03 janeiro 2004

Contar as bençãos

De repente parece que ficou tudo às escuras. Os livros, a música, os filmes, as conversas, as pessoas, todos mergulhados em tristeza. E tudo o que tenta fugir à escuridão não tem interesse, é superficial e ôco. Em contrapartida, quanto mais deprimentes forem os conteúdos, mais profundos, mais interessantes, mais atraentes se tornam. Um destes dias, a felicidade vai pagar imposto ou ser considerada atentado ao pudor de quem tira prazer em viver com a lágrima fácil e o lamento ao canto da boca.

Dizem que o país está em crise e que os portugueses andam deprimidos. Não duvido que existam boas razões para tal – como já disse há algum tempo, o facto de não ter preferências políticas não quer dizer que não tenha convicções sociais e que não leia jornais ou veja noticiários – mas quer-me parecer que a nossa tão celebrada natureza de povo melancólico e saudosista, eternamente de braços caídos e ombros curvados, sempre à espera de milagres e a morrer na praia, a alimentar o ego nacional de vitórias passadas (que a maioria, infelizmente, nem sequer se dá ao trabalho de tentar conhecer melhor, mas esta é outra história), não nos está propriamente a ajudar.

Concordo que todos nós teremos muita coisa a lamentar e não sou tão tonta que não tenha consciência de que atravessamos tempos difíceis sob muitos aspectos, mas acredito que temos também muitas coisas pelas quais devemos estar gratos e deambulamos vida fora sem lhes dar o devido valor, sem ter sequer a noção de que elas existem, fazem parte de nós e estão ali, à mão de semear, prontas a serem vividas.

Hoje, por nenhum motivo em especial, decidi contar as minha bençãos. Não me estou a exibir ou a vangloriar de grandes feitos, até porque a única coisa que a minha vida terá de especial é o facto de ser a minha vida, o que faz com que eu diga, alto e bom som a quem me quiser ouvir, que, mesmo que pudesse fazê-lo, não a trocaria por outra vida qualquer.

Estou viva e tenho saúde. Tenho os meus pais vivos e perto de mim. Conto com o seu total apoio e amor incondicional. Tenho os meus sobrinhos que ainda querem o meu colo e me abraçam com força sempre que me vêem. Tenho o meu Abade e tive a sorte de encontrar o amor com ele. Não estou a falar do sentimento piegas e açucarado que alguns apregoam, e que, qual bola de algodão doce, depressa se saboreia e se dissolve, mas de um sentimento sólido, inteiro, feito de malhas apertadas de dor e insegurança que se entrelaçam com outras de paixão e cumplicidade e me fazem sentir feliz por tê-lo conhecido. Tenho os amigos e, sobretudo, vejo confirmadas todos os dias as razões pelas quais entraram e fazem parte da minha vida.

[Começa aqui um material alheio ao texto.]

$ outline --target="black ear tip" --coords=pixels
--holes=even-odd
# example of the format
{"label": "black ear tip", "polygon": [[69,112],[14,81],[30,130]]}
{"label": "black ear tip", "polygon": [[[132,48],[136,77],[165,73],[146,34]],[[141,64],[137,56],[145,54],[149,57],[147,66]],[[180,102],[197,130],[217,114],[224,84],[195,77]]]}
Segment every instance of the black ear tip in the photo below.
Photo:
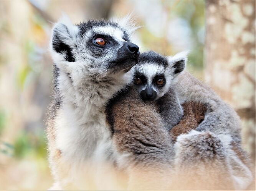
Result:
{"label": "black ear tip", "polygon": [[72,53],[71,47],[69,45],[65,39],[71,38],[68,28],[64,24],[59,24],[55,28],[53,31],[52,46],[53,50],[58,53],[63,55],[64,59],[74,62],[75,59]]}
{"label": "black ear tip", "polygon": [[174,73],[180,73],[184,70],[185,68],[185,59],[182,59],[175,63],[173,66],[173,68],[175,68]]}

Noutro plano, tenho o meu trabalho, estável, seguro, digno, numa instituição que tem sobrevivido a tendências e questiúnculas políticas sempre com dignidade e sem prejuízo do excelente serviço que presta ao país, da qual me orgulho de fazer parte e cuja camisola visto sem qualquer reserva, até porque não seria capaz de me vender e de trabalhar em projectos nos quais não acreditasse. Tenho a oportunidade de estudar História e fazer investigação - ou seja, tudo o que sempre quis. Não sou rica, não ganho fortunas, mas sinto-me bem e realizada profissionalmente.

Sou um poço de defeitos - mas tenho também consciência das minhas virtudes. Cometo erros como toda a gente e sou, muitas vezes, precipitada nas minhas decisões - mas tento corrigir os primeiros e assumir as consequências das segundas como responsabilidades minhas. Sou frequentemente injusta e tiro conclusões precipitadas - mas não tenho vergonha de pedir desculpas por isso.

Não sei escrever literatura e muito menos poesia – mas sei ler. Não sei pintar, desenhar ou esculpir – mas sei ver. Não sei ler música nem tocar qualquer instrumento – mas sei ouvir. Nunca descobrirei a cura para o cancro, mas serei a primeira a aplaudi-la no dia em que chegar – e não tenho quaisquer dúvidas de que chegará.

E pronto, esta sou eu e a ma petite existence. Tenho uma vida simples, mas também não me parece que a da maioria das pessoas seja propriamente um épico, feito de grandes momentos, até porque o coração humano não suportaria vinte e quatro horas diárias de emoções fortes.

A melhor coisa do mundo para mim é poder dizer, com plena convicção, que sou uma pessoa feliz.